Okay, so I’ve been messing around with SaltStack lately, and more specifically, the Salt API. It’s pretty cool for automating stuff, but I wanted to get a handle on how “heavy” it is – like, how much bandwidth it uses when I’m making calls to it. So, I did a little experiment, and here’s how it went down.
Getting Started
First, I needed to have Salt and the Salt API up and running. Thankfully, I already had a master and a minion set up for some other projects. If you don’t, you’ll need to get that sorted first. There are tons of guides online for that part, so I won’t bore you with the details here.
Making Some Calls
Next, I used a pretty simple `curl` command to ping the minion. This is about the most basic thing you can do with the Salt API. I wanted to see the raw size of the response. My command looked something like this:
It is important to note that I am testing with a simple execution, and testing on an enviroment that has only my test minion and the salt master server.
curl -sSk https://your_salt_master:8000/
-H 'Accept: application/x-yaml'
-H 'X-Auth-Token: your_token'
-d client='local'
-d tgt='your_minion'
-d fun='*'
I swapped out `your_salt_master`, `your_token`, and `your_minion` with my actual values. I used YAML for the output because it’s fairly easy to read.
Checking the Size
Now for the important part! Instead of just looking at the output, I wanted to measure the size. I did this on my local machine and tested the response size. Here’s the command.
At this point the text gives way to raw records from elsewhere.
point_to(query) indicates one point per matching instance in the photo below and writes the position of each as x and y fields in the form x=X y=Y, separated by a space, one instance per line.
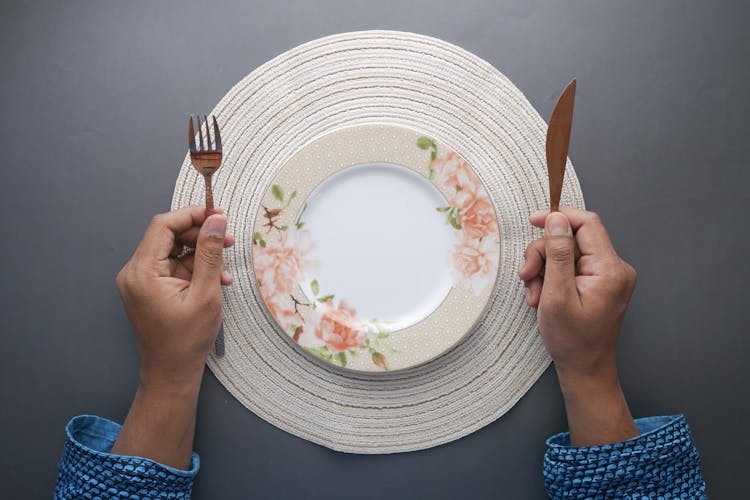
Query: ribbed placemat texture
x=419 y=82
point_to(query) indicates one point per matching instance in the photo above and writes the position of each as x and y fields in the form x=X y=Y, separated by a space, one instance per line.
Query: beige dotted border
x=418 y=82
x=340 y=149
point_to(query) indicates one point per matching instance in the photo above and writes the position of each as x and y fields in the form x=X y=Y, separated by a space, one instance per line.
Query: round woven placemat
x=419 y=82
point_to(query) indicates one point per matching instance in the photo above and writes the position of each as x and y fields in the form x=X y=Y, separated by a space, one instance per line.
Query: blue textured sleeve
x=89 y=470
x=662 y=462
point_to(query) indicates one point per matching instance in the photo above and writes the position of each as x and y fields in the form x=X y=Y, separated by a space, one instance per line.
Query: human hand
x=581 y=302
x=173 y=301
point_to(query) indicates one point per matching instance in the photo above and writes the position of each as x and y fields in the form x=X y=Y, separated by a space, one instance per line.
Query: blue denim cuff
x=661 y=462
x=89 y=470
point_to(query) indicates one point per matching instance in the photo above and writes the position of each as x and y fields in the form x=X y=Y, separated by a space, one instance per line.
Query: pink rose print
x=280 y=265
x=340 y=328
x=451 y=170
x=474 y=263
x=279 y=309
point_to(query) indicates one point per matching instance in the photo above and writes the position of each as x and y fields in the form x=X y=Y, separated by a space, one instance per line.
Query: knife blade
x=558 y=139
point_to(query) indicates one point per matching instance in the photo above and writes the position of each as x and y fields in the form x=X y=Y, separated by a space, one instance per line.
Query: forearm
x=596 y=407
x=161 y=422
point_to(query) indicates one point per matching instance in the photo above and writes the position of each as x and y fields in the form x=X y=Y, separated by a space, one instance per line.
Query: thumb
x=209 y=261
x=560 y=268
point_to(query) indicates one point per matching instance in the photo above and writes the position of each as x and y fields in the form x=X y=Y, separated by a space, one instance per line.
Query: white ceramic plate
x=376 y=247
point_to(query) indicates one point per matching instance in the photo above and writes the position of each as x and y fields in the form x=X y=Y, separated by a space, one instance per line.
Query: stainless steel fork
x=206 y=159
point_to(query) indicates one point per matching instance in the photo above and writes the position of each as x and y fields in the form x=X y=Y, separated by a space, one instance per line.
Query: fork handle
x=219 y=341
x=209 y=193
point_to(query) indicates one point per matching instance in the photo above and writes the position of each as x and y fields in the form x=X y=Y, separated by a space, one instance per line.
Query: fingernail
x=558 y=224
x=216 y=226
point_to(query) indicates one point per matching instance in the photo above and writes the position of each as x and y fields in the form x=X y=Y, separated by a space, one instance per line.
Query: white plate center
x=382 y=246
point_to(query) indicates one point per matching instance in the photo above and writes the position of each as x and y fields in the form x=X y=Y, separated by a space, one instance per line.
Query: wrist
x=574 y=382
x=166 y=383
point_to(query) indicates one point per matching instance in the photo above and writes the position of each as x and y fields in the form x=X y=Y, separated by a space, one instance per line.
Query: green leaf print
x=424 y=143
x=277 y=192
x=291 y=197
x=341 y=358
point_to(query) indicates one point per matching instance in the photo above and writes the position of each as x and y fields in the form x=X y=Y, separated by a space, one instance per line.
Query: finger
x=559 y=248
x=534 y=291
x=534 y=260
x=590 y=234
x=184 y=269
x=190 y=238
x=208 y=262
x=161 y=234
x=178 y=269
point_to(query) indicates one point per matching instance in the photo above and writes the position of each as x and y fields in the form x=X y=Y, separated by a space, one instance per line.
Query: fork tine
x=200 y=132
x=217 y=135
x=191 y=135
x=208 y=133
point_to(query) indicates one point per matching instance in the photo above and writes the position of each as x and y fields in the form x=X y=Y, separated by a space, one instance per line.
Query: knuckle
x=594 y=218
x=158 y=220
x=209 y=256
x=120 y=278
x=631 y=275
x=555 y=303
x=560 y=253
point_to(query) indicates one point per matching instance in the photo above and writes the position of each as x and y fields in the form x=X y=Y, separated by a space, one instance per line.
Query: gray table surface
x=94 y=98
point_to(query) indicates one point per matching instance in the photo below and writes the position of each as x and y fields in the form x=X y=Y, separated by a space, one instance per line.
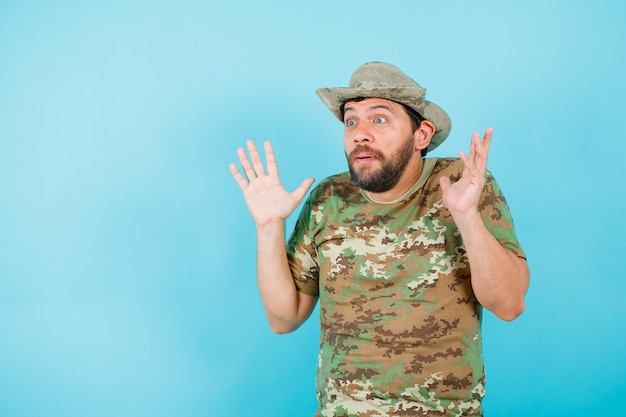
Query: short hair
x=414 y=116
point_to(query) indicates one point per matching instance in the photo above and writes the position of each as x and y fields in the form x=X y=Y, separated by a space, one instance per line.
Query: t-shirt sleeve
x=497 y=216
x=302 y=252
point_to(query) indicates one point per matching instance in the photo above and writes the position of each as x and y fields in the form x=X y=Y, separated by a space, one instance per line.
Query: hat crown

curl -sSk https://your_salt_master:8000/
-H 'Accept: application/x-yaml'
-H 'X-Auth-Token: your_token'
-d client='local'
-d tgt='your_minion'
-d fun='*' -w '%{size_download}'
That `%{size_download}` part is the magic. It tells `curl` to print out the size of the downloaded data in bytes.
The Results
When I ran that, I got a number back… something like 145. This number is pretty important, This number might seem big, it all really depends, it told me that a simple `*` response, in YAML format, was about 145 bytes. Your mileage may vary, of course, depending on your setup and what you’re asking the minion to do.